Não há dúvida de que procedimentos dessa natureza contrariam ostensivamente qualquer política de direitos humanos, bem como estão em confronto direto com as leis internacionais. O dilema em questão é como os órgãos de segurança vão aproveitar de forma compensadora as raras oportunidades de golpear decisivamente as organizações terroristas que combatem, ao mesmo tempo em que evitem que os líderes capturados venham a ser objeto de ações terroristas futuras, que demandem a sua libertação em troca por reféns?
Destaque-se que as situações de resgate de reféns são as mais críticas a serem enfrentadas no contexto das operações contraterrorismo. Estas não permitem outra opção que não uma ação rápida e violenta, baseada na surpresa e na ação de choque, que não possibilite aos terroristas qualquer reação contra os reféns. Não é por mero diletantismo que as mais capacitadas unidades de Forças Especiais do mundo adestram-se intensiva e o mais realisticamente possível, num tipo de instalação internacionalmente conhecida como “killing house”, visando estarem preparadas para eventos dessa natureza.
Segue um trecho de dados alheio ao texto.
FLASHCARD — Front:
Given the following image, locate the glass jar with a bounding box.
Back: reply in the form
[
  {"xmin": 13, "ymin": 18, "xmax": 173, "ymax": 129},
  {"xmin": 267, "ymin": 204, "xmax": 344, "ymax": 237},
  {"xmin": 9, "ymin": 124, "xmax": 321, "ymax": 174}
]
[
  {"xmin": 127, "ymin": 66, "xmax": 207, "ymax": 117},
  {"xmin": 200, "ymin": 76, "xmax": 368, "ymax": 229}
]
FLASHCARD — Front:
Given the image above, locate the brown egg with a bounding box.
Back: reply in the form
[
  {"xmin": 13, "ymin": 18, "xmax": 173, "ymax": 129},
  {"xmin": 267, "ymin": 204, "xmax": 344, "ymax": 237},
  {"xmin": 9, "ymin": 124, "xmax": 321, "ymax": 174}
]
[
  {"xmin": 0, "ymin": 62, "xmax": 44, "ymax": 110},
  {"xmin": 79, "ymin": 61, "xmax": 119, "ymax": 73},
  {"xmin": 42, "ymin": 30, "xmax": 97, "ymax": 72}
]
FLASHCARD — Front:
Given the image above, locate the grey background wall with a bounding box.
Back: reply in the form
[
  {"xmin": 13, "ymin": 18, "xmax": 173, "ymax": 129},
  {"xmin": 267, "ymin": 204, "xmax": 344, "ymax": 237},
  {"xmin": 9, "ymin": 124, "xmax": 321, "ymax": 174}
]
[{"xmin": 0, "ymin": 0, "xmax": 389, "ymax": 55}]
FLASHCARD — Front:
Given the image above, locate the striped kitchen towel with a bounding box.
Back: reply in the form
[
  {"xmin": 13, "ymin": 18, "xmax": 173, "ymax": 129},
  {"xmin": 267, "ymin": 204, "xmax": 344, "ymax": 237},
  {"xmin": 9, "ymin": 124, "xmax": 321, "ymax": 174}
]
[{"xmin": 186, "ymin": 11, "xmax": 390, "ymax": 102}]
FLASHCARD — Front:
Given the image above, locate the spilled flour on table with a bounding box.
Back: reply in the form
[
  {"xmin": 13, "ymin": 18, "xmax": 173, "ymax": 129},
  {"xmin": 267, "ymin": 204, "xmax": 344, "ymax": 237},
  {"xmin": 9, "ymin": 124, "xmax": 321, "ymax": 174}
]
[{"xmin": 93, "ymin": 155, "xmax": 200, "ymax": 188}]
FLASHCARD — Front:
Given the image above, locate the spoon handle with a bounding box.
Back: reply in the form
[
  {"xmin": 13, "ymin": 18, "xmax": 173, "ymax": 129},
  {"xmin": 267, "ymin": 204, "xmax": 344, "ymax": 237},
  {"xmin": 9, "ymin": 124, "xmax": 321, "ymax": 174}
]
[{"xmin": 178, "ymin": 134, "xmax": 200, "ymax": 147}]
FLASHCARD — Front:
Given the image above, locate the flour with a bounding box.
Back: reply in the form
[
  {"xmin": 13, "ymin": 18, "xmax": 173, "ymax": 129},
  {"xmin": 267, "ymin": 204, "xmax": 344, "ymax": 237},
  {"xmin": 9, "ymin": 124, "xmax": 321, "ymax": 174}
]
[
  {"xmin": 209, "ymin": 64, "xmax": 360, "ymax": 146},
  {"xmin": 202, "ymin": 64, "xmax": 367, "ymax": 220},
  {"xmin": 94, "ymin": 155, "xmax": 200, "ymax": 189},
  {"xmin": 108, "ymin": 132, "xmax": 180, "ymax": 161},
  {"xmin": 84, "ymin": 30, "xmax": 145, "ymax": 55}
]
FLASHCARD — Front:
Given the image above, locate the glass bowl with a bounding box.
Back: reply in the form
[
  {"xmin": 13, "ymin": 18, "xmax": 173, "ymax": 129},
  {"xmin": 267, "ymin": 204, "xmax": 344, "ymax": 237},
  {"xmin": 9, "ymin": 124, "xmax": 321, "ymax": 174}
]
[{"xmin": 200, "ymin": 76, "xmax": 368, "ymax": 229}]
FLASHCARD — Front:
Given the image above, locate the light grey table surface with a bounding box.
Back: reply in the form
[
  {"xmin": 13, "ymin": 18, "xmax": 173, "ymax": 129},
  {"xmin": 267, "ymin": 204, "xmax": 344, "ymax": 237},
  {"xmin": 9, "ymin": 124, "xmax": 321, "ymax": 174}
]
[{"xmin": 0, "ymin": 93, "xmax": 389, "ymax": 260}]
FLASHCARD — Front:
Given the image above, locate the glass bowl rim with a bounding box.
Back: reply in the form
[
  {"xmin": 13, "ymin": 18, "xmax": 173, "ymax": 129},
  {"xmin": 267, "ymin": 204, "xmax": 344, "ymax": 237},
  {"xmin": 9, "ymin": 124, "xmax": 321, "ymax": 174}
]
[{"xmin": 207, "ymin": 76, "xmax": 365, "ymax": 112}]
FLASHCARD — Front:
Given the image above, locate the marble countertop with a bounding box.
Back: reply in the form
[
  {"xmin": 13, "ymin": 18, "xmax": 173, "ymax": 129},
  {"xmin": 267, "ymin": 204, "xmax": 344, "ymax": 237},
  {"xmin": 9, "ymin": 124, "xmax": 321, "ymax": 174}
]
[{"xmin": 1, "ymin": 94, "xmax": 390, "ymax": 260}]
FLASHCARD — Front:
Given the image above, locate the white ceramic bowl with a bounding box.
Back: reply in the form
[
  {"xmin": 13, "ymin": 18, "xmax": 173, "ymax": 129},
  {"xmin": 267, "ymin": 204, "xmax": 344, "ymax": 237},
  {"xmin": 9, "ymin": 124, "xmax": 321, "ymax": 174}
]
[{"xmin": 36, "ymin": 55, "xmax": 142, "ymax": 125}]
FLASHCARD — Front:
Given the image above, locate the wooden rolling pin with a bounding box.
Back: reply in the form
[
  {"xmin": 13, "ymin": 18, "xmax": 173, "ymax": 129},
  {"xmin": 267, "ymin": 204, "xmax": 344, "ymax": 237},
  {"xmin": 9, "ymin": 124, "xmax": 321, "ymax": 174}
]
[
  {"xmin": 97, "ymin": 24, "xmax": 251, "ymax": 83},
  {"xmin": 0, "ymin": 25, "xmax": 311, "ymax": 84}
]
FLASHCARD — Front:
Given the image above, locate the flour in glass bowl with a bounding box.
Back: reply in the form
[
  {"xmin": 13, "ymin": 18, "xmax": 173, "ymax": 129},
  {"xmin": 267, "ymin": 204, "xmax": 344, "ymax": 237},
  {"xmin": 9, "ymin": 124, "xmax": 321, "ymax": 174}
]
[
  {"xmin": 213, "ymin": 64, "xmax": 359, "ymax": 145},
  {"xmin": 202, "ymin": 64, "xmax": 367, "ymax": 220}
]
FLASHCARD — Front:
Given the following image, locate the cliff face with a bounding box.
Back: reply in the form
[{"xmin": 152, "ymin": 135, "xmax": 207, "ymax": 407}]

A verdade é que tanto as operações preventivas quanto as repressivas, frequentemente se deparam com complexas situações onde está presente uma desconfortável ambiguidade naquilo que se refere aos aspectos legais e morais. E a realidade tem demonstrado que as decisões críticas a serem tomadas devem estar nas mãos de autoridades absolutamente conscientes de sua responsabilidade no que se refere ao êxito ou ao fracasso do combate ao terrorismo.